MJoergen / C64MEGA65

Commodore 64 core for the MEGA65 based on the MiSTer FPGA C64 core
GNU General Public License v3.0
23 stars 4 forks source link

Graphics glitch (related to REU?): Attack of the PETSCII Robots #86

Open Schwefelholz opened 10 months ago

Schwefelholz commented 10 months ago

I guess I found a graphics glitch in C64MEGA65 V5.

Playing the REU version of David Murrays "Attack of the PETSCII Robots", sooner or later the vertical sliding doors evolve a graphics glitch. I was able to reproduce this with the provided D64 images as well as with the game being provided on physical 3.5" and physical 5.25" floppies.

On an Ultimate-64 I cannot reproduce the glitch, so I assume it is actually related to the C64MEGA65 core.

Unfortunately, I don't have any additional information to provide. If further information is needed, just let me know.

sy2002 commented 10 months ago

Thank you, @Schwefelholz for reporting this issue. Highly appreciated. For sure an interesting one, since it seems to be related to our simulation of the REU which indeed might not be 100% timing accurate given the HyperRAM's quirks. It will take us a while until we can start debugging this issue (probably not before next year) so I would like to preserve as much information as possible about it here in this issue so that as soon as we start looking into it, we have everything handy. So here are a few questions:

  1. You activated the "Simulate 1750 REU 512 KB" setting in the Help menu?

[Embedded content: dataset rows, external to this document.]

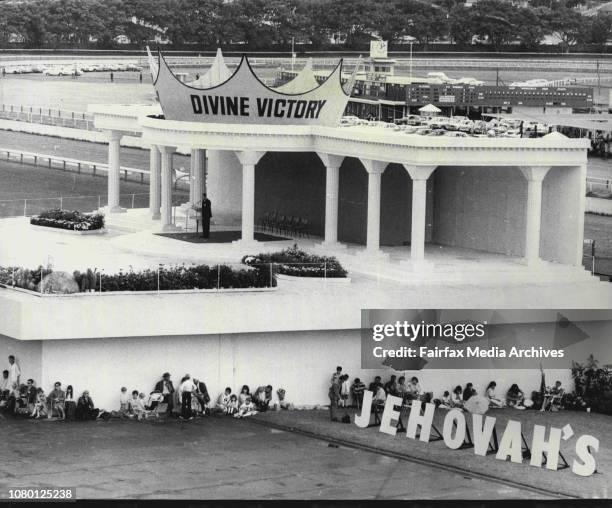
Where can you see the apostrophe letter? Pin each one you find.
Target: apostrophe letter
(390, 414)
(196, 104)
(363, 420)
(584, 444)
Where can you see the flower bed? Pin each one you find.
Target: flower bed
(297, 263)
(64, 219)
(167, 279)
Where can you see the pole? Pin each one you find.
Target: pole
(411, 63)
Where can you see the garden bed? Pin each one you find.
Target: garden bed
(294, 263)
(69, 220)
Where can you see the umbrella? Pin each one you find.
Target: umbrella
(429, 110)
(477, 404)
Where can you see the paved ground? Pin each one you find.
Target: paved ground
(215, 458)
(562, 481)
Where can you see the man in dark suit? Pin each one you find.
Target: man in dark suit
(206, 215)
(201, 393)
(166, 388)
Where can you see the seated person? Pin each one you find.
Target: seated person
(140, 407)
(357, 389)
(515, 397)
(446, 401)
(5, 389)
(380, 396)
(223, 400)
(85, 408)
(56, 401)
(232, 406)
(375, 384)
(246, 409)
(456, 397)
(401, 389)
(552, 397)
(345, 390)
(490, 394)
(282, 403)
(124, 402)
(262, 398)
(391, 386)
(469, 392)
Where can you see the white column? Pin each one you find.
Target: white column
(248, 159)
(154, 182)
(166, 188)
(332, 185)
(419, 176)
(197, 183)
(580, 213)
(375, 170)
(114, 176)
(534, 176)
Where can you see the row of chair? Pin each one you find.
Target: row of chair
(284, 224)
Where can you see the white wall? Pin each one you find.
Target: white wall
(300, 362)
(480, 208)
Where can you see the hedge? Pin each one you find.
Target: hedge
(72, 220)
(298, 263)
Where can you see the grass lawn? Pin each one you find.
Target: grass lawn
(562, 481)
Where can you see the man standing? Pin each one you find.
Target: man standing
(334, 397)
(166, 388)
(201, 393)
(206, 215)
(14, 371)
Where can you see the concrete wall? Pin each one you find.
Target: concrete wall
(561, 193)
(480, 208)
(224, 184)
(300, 362)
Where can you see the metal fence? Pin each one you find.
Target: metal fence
(48, 116)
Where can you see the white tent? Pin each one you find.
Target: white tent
(217, 74)
(304, 81)
(430, 109)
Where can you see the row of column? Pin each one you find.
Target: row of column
(160, 179)
(161, 195)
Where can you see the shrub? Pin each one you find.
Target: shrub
(170, 278)
(64, 219)
(296, 262)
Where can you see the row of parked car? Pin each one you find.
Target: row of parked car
(456, 126)
(76, 69)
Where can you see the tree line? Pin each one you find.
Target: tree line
(315, 24)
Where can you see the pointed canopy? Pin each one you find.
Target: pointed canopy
(216, 74)
(303, 82)
(244, 99)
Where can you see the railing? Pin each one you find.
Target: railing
(33, 206)
(48, 116)
(66, 163)
(594, 183)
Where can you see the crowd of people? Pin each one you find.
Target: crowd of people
(345, 394)
(188, 400)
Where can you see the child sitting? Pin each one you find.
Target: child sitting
(246, 409)
(232, 405)
(446, 401)
(40, 406)
(223, 400)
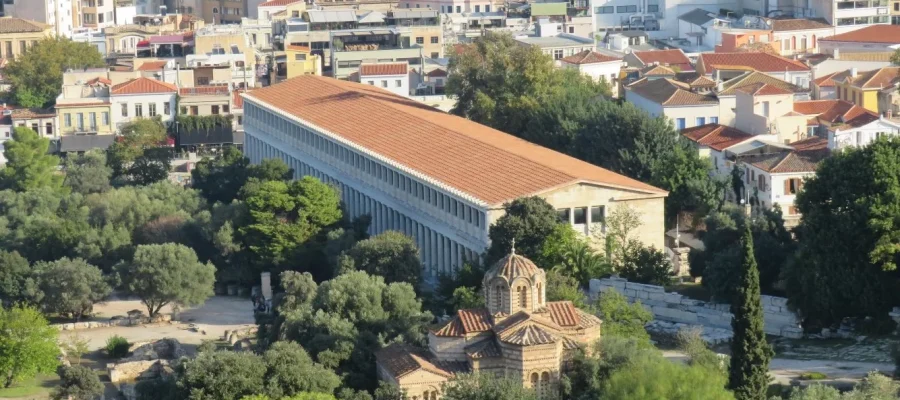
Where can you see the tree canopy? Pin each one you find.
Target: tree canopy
(162, 274)
(28, 164)
(36, 75)
(848, 236)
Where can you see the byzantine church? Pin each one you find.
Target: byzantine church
(519, 335)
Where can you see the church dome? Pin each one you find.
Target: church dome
(511, 267)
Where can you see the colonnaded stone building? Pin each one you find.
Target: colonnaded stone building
(519, 335)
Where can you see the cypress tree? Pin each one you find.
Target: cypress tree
(750, 354)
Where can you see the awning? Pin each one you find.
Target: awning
(85, 142)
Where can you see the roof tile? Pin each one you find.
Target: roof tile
(477, 161)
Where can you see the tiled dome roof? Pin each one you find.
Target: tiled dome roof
(512, 266)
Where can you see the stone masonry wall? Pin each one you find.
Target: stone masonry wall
(673, 307)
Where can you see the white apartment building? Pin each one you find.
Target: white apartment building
(142, 98)
(438, 178)
(58, 13)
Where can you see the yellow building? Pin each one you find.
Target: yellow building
(17, 35)
(300, 61)
(864, 89)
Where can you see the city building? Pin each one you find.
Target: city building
(872, 39)
(17, 35)
(729, 65)
(393, 77)
(874, 90)
(597, 66)
(436, 177)
(84, 115)
(55, 13)
(674, 100)
(519, 335)
(557, 45)
(142, 98)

  2. When you used physical media, I assume you used the core's IEC capability and switched on "IEC: Use hardware port"?

  3. Can you use your mobile phone to make a short video and upload it to this issue? (Or share a YouTube link that leads to the glitch?)

  4. Does the glitch only happen in the REU version / REU mode?

  5. Are other REU enabled games working for you, for example "Sonic the Hedgehog" and "Super Mario C64" in the respective REU mode of the game?

  6. We are aware that our REU/HyperRAM implementation leads to strange effects for some people while it does not for others. Just to double-check if you are affected by a glitch that might look unrelated but maybe is not (I am talking of this one here: https://github.com/MJoergen/C64MEGA65/issues/55): Can you please run the demo "Treu Love": https://csdb.dk/release/?id=144105 (make sure you use the file called TreuLove_ForReal1750Reu.d64)

  7. Do you by chance own a MiSTer or do you know anybody who owns a MiSTer and can you check (or make someone check) if the issue happens there, too?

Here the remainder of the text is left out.